Tan hambriento de fútbol y tan ayuno de césped se siente el consumidor balompédico, que Ronaldo, Figo y Roberto Carlos, del equipo Nike, junto al pívot Felipe Reyes y el torero Enrique Ponce, han debutado sobre la arena de una plaza de toros para jugar con miles de niños encandilados con el regalo de toquetear a sus ídolos, regalo religiosamente pagado por sus papás, por supuesto. El evento ha conquistado las páginas de propaganda que no se atrevería a soñar el más osado candidato municipal, pongamos Mendiluce.
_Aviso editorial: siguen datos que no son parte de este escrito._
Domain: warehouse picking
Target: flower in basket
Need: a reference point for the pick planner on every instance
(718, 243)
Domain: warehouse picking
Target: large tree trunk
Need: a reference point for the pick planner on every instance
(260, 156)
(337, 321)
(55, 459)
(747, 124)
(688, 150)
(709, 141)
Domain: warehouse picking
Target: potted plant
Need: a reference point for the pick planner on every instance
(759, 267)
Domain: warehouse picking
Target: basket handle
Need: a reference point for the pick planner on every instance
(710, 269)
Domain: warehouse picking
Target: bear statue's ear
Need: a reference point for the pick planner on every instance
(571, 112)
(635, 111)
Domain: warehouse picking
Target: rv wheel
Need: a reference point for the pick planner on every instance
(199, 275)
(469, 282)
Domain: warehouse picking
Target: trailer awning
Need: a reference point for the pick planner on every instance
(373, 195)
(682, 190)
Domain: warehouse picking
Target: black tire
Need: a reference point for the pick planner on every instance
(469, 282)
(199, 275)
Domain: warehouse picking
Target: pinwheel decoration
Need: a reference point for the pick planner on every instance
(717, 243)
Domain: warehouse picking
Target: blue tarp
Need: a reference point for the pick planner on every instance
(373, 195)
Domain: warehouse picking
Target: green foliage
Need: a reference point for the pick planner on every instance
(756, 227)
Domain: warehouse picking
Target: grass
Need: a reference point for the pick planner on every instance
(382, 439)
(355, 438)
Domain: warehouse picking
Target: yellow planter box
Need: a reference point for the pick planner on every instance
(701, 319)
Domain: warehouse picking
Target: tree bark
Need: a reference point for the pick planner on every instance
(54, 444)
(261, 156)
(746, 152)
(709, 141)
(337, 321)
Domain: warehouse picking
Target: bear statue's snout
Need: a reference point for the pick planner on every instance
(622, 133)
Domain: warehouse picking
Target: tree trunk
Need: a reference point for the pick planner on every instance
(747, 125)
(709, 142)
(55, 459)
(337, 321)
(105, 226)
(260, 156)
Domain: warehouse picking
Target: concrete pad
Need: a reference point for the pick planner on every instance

Pero volviendo a la economía, el fútbol como lazo generacional ha sido recientemente actualizado en el anuncio de una tarjeta de crédito que sirve a un papá para gastar en entradas, camisetas, botas, balón y algún otro requilorio futbolero a fin de llevar a su nene al estadio equipado con todos los avíos soñados: “Hay cosas que el dinero no puede comprar; para todo lo demás, Master Card”. Suasorio. Perfecto.

Y siendo uno de los productos cuya adquisición es ya antigua –va para tres generaciones-, fija y creciente en la mayor parte de los hogares españoles, ¿cómo es que no está en el IPC? Bajo el epígrafe de “fútbol” cabe incluir el precio de las entradas y de los abonos, de los partidos de pago por televisión, de los infinitos “gadgets” de los clubes, de la prensa deportiva (eufemismo por futbolera), de los acontecimientos populo-históricos, tipo centenario, de las subvenciones municipales y autonómicas que los contribuyentes dedican al fútbol a través de ediles pródigos y caudillos regionales sin el menor respeto por el déficit cero... Y otros gastos, que llegan implacablemente al epígrafe del Debe mes tras mes y año tras año. ¿Puede hacerse realmente el censo de lo que gasta el ciudadano español sin contar lo que gasta en fútbol? Un espíritu simple dirá que hay que consignarlo al capítulo de “Ocio”. Pero basta ver a cualquier forofo, ritualmente ataviado con los colores de su devoción, para constatar que estamos ante algo más que un pasatiempo, una suerte de religión pagana que obliga a sistemáticos dispendios a todos los bolsillos, sea cual sea su condición económica, cultural y social.

Si la Cesta de la Compra ha incluido por fin el ordenador y los teléfonos móviles, ¿para cuándo el fútbol? Se entiende que el Gobierno huya de esta actualización del IPC como gato del agua fría, pero ¿y la Oposición? ¿Es que nadie quiere hacerse eco del consumo futbolero, del contribuyente que apoquina sus ahorros ante el altar de este Moloch con los pies de barro pero con las botas de oro? ¿Qué contabilidad es ésta? ¡Que alguien dé cuenta real de todos nuestros gastos! ¡Aunque sea Mendiluce!